CSIR-Centre for Cellular and Molecular Biology, Hyderabad, India; Department of Experimental Biology, Wrocław University of Environmental and Life Sciences, Wroclaw, Poland.
CSIR- Indian Institute of Chemical Technology, Hyderabad, India.
Biomed Pharmacother. 2021 Jan;133:111032. doi: 10.1016/j.biopha.2020.111032. Epub 2020 Dec 1.

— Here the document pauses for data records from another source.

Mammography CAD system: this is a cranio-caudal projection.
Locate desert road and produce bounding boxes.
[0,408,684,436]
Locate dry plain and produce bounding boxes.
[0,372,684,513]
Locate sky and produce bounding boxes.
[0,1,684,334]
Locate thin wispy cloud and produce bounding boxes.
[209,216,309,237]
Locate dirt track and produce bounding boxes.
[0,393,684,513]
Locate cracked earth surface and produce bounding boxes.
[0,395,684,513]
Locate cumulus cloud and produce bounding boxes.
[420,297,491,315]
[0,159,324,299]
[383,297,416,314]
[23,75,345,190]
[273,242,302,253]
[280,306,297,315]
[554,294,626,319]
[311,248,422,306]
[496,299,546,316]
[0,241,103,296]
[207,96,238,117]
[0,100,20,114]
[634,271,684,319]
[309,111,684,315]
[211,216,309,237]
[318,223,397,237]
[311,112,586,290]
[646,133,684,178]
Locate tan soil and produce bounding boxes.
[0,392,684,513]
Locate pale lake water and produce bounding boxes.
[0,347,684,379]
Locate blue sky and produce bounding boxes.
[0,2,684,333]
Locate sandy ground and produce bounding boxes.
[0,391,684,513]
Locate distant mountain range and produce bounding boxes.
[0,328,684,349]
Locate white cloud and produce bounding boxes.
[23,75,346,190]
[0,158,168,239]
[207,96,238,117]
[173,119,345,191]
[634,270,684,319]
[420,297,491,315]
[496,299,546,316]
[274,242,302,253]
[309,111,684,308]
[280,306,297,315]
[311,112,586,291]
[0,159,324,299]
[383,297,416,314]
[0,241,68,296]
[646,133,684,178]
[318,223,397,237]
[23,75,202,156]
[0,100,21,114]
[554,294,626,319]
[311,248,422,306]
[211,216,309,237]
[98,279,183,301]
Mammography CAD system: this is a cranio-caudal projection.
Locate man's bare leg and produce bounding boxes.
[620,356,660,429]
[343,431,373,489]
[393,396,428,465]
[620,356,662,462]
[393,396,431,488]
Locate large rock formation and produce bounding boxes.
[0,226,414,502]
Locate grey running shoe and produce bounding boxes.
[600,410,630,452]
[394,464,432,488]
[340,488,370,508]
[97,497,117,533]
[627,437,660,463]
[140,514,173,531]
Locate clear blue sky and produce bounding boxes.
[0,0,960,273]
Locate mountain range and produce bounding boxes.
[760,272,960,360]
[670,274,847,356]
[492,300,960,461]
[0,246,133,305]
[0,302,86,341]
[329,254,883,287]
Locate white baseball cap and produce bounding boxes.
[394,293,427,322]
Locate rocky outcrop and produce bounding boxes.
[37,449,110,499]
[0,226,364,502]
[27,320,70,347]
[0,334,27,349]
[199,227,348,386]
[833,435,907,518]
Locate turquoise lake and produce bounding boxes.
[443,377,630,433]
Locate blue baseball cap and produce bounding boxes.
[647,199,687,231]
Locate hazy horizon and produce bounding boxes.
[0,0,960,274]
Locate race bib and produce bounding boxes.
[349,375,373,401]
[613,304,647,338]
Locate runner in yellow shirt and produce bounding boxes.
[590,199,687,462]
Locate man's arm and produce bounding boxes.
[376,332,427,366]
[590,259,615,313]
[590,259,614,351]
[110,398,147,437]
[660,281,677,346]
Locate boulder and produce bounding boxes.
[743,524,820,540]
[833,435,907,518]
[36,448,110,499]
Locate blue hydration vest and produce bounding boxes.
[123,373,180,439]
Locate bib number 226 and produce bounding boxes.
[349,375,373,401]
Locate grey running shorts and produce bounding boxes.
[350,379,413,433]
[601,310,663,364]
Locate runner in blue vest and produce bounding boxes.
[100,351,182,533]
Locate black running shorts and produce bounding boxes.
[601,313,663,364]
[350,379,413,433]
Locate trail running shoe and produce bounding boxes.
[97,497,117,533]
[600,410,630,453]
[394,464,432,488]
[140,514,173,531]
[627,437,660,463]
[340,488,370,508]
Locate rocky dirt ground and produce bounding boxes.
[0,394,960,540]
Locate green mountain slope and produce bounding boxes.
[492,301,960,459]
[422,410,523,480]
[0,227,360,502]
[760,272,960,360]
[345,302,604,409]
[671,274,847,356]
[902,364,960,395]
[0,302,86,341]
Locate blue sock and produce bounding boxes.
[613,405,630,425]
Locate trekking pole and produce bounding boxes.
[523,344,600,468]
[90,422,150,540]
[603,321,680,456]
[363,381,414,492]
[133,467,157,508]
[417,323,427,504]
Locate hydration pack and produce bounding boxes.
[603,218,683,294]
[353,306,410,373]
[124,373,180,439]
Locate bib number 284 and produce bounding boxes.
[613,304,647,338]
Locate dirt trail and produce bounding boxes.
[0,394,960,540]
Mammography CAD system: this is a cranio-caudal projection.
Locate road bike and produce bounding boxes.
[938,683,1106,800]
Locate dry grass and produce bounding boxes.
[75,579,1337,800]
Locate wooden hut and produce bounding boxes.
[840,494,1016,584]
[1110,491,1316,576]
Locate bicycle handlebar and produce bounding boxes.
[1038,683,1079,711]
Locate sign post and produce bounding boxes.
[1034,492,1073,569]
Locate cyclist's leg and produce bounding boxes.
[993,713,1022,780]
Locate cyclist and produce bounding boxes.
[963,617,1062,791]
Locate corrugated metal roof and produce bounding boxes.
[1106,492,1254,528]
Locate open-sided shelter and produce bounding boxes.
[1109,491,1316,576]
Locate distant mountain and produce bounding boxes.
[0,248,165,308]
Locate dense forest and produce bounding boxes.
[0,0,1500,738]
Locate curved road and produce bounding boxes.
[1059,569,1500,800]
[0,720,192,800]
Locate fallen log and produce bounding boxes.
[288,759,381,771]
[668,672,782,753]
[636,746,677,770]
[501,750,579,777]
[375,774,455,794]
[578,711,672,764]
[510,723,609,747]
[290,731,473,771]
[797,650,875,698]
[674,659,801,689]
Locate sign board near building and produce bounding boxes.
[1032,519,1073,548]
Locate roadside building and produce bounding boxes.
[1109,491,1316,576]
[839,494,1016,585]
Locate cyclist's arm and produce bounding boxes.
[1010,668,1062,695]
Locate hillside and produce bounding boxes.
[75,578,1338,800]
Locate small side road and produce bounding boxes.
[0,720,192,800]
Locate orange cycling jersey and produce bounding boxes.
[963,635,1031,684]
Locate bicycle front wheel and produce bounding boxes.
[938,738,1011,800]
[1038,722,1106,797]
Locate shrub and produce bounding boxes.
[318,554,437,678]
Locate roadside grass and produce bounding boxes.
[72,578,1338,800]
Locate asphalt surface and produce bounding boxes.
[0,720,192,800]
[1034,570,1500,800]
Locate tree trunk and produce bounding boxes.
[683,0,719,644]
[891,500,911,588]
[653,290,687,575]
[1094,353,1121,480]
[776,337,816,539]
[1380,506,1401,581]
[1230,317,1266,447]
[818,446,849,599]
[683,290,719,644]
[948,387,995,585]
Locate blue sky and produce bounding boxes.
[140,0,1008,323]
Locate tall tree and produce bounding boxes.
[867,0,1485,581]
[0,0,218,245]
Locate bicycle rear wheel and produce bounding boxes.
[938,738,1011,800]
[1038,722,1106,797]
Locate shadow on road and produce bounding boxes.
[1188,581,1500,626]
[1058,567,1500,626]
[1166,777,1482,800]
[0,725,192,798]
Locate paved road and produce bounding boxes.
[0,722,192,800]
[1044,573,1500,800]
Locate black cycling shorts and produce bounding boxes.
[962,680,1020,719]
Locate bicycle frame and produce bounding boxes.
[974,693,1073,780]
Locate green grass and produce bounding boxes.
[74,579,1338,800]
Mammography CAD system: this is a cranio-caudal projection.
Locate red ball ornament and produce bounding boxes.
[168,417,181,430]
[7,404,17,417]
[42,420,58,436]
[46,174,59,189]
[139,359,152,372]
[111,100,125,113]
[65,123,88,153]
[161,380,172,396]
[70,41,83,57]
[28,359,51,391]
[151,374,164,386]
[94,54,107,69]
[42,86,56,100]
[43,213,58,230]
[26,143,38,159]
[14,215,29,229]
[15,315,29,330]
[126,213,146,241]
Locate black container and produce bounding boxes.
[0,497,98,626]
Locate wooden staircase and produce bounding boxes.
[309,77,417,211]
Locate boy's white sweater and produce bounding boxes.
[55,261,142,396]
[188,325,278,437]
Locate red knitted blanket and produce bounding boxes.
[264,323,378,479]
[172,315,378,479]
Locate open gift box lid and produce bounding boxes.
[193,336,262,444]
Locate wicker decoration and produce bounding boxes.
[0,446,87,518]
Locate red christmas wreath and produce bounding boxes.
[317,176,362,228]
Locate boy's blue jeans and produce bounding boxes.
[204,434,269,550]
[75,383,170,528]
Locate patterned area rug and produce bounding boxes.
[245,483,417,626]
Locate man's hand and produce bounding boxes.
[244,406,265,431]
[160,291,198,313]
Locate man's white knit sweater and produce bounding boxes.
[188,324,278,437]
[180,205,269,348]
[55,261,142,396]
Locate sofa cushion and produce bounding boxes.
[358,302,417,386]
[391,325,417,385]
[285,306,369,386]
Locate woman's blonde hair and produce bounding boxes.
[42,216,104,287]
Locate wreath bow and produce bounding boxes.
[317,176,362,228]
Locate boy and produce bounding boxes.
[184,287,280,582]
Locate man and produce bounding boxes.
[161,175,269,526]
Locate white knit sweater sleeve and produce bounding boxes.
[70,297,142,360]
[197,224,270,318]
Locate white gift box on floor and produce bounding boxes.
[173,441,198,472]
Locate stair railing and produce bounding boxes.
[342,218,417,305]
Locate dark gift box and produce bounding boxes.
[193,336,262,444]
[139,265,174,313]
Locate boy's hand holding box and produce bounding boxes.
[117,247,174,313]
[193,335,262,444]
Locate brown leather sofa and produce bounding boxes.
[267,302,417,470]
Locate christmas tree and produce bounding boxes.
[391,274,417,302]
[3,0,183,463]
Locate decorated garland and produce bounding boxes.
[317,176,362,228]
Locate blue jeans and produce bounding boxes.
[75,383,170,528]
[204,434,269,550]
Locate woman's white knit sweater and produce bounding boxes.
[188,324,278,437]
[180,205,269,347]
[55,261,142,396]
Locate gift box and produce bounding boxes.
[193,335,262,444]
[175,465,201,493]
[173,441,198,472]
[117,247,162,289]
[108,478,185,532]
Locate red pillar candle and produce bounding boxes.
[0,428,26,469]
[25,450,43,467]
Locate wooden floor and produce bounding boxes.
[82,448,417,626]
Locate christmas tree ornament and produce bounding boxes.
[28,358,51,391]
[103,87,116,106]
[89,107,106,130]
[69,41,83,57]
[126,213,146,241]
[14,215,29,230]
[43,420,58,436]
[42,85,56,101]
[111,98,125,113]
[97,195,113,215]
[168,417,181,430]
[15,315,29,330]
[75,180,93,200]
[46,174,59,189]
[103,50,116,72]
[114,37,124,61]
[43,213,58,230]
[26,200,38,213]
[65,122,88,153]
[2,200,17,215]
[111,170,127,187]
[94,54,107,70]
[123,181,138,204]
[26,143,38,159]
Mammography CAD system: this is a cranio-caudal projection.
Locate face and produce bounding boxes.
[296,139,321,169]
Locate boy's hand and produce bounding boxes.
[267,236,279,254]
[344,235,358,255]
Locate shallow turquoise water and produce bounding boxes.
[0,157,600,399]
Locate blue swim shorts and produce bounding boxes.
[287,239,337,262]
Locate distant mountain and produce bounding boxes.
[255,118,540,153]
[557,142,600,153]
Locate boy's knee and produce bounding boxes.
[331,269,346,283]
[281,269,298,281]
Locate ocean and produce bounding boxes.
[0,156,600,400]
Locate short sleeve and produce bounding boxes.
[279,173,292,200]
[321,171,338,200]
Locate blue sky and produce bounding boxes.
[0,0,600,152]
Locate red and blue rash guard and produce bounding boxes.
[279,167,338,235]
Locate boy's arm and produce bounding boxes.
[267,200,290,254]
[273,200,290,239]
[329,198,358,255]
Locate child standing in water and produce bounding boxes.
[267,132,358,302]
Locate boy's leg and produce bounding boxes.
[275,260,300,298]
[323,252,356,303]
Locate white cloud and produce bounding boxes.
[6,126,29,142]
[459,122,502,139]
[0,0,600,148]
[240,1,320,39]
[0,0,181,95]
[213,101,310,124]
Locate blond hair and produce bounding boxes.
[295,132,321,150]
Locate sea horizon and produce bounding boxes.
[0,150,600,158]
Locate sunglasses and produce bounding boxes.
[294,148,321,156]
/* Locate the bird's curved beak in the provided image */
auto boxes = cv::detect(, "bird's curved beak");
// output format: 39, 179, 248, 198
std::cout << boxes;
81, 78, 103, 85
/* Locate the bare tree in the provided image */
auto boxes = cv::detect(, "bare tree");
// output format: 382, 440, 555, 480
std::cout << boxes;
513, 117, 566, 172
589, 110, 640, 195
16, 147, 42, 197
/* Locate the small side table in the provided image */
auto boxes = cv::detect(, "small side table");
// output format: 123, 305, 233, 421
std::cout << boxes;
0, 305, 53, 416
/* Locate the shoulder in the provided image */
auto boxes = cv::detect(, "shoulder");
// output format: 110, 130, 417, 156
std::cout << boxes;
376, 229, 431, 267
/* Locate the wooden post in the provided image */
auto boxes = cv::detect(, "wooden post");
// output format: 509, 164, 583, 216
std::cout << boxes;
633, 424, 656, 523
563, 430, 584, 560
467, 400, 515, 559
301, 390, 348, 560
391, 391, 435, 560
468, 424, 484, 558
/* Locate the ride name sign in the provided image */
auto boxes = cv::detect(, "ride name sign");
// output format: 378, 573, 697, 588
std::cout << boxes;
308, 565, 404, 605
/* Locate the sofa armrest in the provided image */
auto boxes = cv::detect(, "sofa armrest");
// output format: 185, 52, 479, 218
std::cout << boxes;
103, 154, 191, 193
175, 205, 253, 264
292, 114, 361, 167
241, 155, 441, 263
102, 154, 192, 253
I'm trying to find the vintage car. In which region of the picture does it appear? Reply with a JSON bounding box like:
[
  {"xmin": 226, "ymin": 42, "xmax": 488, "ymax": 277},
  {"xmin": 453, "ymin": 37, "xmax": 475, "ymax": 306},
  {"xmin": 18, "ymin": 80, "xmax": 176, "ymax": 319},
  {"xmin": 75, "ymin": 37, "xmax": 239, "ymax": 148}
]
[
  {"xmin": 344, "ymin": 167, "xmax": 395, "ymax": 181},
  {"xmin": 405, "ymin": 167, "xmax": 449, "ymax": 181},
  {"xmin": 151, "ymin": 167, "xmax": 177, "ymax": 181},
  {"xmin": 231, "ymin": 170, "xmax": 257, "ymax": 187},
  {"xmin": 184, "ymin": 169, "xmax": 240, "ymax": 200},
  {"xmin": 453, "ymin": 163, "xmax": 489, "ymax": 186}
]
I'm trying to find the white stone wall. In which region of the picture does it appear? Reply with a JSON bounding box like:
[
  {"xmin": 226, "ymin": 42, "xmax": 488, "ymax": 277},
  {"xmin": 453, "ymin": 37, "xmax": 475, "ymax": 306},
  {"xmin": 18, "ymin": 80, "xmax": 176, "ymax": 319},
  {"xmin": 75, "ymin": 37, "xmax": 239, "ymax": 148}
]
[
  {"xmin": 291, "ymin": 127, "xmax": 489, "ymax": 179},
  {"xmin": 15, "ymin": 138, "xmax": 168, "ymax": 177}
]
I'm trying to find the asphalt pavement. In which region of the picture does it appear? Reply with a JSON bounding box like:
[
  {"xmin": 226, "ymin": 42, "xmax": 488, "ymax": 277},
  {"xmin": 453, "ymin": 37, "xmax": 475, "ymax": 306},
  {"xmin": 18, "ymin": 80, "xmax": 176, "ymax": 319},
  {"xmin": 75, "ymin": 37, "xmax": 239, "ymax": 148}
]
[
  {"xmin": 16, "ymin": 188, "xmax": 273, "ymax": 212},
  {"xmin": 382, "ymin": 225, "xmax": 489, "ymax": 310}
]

Insulin resistance is associated with obesity and can lead to several metabolic disorders including type II diabetes, nonalcoholic fatty liver disease and cardiovascular problems. Search for the small molecules which can either induce or mimic the insulin action are of great interest and can be utilized to manage insulin resistance. There are several dietary phytochemicals which can potentially have insulinomimetic action. Nevertheless, high throughput screening methods to test efficiency of small molecules to act as an insulinomimetic are not fully established. In this paper we have performed chemical screen analysis based on GLUT4 translocation using a cell line CHO-HIRC-myc-GLUT4 eGFP that expresses GLUT4-GFP in association with human Insulin receptor. We have established a high content screening-based method which can track and quantify the GLUT4 translocation from perinuclear area to the cell membrane. The assay involves measuring fluorescence intensity in a defined perinuclear area and a defined area along the cell membrane; and the results are expressed as the ratio of fluorescence intensity in the perinuclear to membrane area. The assay could collect real time data of GLUT4 translocation from thousand of cells/ sample and from many such samples in one experiment. We validated the assay using Insulin, insulin mimics/sensitizers and insulin inhibitors. The agonist or antagonists were analyzed for their ability to enhance or block the GLUT4 translocation independent of insulin. The outcome of the assay was correlated by performing glucose uptake assay using differentiated 3T3L1 cells. Using this platform we further identified several plant extracts which had the insulin mimetic action. We confirmed that these plant extracts were non-toxic to the beta cells using RIN mf5cells and 3T3L1 cells. We have identified plant extracts with the potential insulinomimetic action using novel high-content screening approach; these can be further tested for their efficiency in-vivo in pre-clinical trials.
胰岛素抵抗与肥胖有关,并可能导致多种代谢紊乱,包括 2 型糖尿病、非酒精性脂肪肝和心血管问题。寻找既能诱导又能模拟胰岛素作用的小分子具有重要意义,可用于治疗胰岛素抵抗。有几种膳食植物化学物质可能具有胰岛素模拟作用。然而,用于测试小分子作为胰岛素模拟物效率的高通量筛选方法尚未完全建立。在本文中,我们使用表达与人类胰岛素受体结合的 GLUT4-GFP 的 CHO-HIRC-myc-GLUT4 eGFP 细胞系进行了基于 GLUT4 易位的化学筛选分析。我们建立了一种基于高内涵筛选的方法,可以跟踪和量化 GLUT4 从核周区到细胞膜的易位。该测定法涉及测量核周区和细胞膜上的定义区域的荧光强度;并将结果表示为核周区与膜区荧光强度的比值。该测定法可以从数千个细胞/样本中实时收集 GLUT4 易位数据,并且可以在一次实验中从多个样本中收集。我们使用胰岛素、胰岛素模拟物/敏化剂和胰岛素抑制剂验证了该测定法。分析激动剂或拮抗剂是否能够独立于胰岛素增强或阻断 GLUT4 易位。使用分化的 3T3L1 细胞进行葡萄糖摄取测定来对测定结果进行相关性分析。使用该平台,我们进一步鉴定了几种具有胰岛素模拟作用的植物提取物。我们使用 RIN mf5 细胞和 3T3L1 细胞确认这些植物提取物对β细胞没有毒性。我们使用新型高内涵筛选方法鉴定了具有潜在胰岛素模拟作用的植物提取物;这些可以在临床前试验中进一步测试其体内效率。